Il n’y a pas beaucoup de documentaires qui sont construits comme un rêve. C’est le cas de ce Marin des Montagnes, venu des hauteurs sud-américaines du cinéaste brésilien Karim Aïnouz (Le Jeu de la Reine, avec Jude Law, c’est lui), à la recherche de son père de l’autre côté de la Méditerranée, en Kabylie. La traversée maritime et la captation des visages de tous âges caressés du sel marin est une pure splendeur, bercées par la voix-off du réalisateur avec toute la sensualité du Brésil, déclinée comme une lettre à sa mère, écrite en janvier 2019.

Lettre d’amour en Kabylie

La mère de Karim Aïnouz.

Il y a du Frédéric Mitterrand (version murmures) dans ces souvenirs capiteux d’un amour impossible, qui remonte à la surface du film au fil des archives, d’un bout à l’autre du monde, passé par les Etats-Unis et le Colorado le temps d’une rencontre. Cette vie commune impossible, séparée par les régimes révolutionnaires respectifs, aura juste eu le temps de faire naître le fruit bien réel d’un amour : Karim Aïnouz lui même, en retrait tout du long mais se filmant constamment au travers de ce qu’il découvre, jusqu’à rencontrer ses propres doubles algériens. Ce poème de l’absence en plein Atlas est on ne peut plus incarné dans un art du portrait poignant, notamment le temps q’un enfant accepte d’être filmé en partant à l’école à Taguemout Azouz, là où son père y allait avant lui.

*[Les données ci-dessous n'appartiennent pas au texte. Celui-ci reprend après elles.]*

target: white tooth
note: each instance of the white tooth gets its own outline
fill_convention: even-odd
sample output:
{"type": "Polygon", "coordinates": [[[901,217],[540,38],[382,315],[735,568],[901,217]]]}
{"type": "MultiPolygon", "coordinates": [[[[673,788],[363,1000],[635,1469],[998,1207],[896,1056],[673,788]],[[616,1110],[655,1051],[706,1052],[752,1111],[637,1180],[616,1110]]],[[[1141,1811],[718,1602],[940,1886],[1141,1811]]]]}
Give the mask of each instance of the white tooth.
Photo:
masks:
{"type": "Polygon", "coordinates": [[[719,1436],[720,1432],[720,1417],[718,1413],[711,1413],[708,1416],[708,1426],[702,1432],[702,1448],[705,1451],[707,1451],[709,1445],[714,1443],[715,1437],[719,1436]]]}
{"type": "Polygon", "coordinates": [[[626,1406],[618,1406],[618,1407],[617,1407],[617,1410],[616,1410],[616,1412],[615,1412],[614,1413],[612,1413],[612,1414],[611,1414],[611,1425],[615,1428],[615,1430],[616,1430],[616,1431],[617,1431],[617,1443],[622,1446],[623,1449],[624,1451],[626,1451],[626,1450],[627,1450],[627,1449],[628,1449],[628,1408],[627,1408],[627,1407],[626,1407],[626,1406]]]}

La création du monde, entre saudade et calenture

On ne peut plus politique quand il évoque les crimes de la colonisation française ou le régime milliardaire de l’Algérie qui « laisse pourrir son pays comme un chien malade« , ce Marin des montagnes est un poème d’amour à la recherche de l’homme avec qui sa mère « aurait rêvé de partager sa vie mais qui ne l’a jamais revu. Entre saudade et calenture (la fièvre des marins pris de folie les nuits tropicales), Marin des montagnes a l’intensité des chefs-d’oeuvre, intime et pluriel, au passé recomposé dans la vitalité du présent, rejouant pour de vrai à travers les yeux d’une jeune fille la « création du monde selon la mythologie kabyle« .

Marin des montagnes de Karim Aïnouz (Br-Fr-All-Alg2021, 1h35). Documentaire. Sortie le 17 avril.

Autoportrait de tournage de Karim Aïnouz.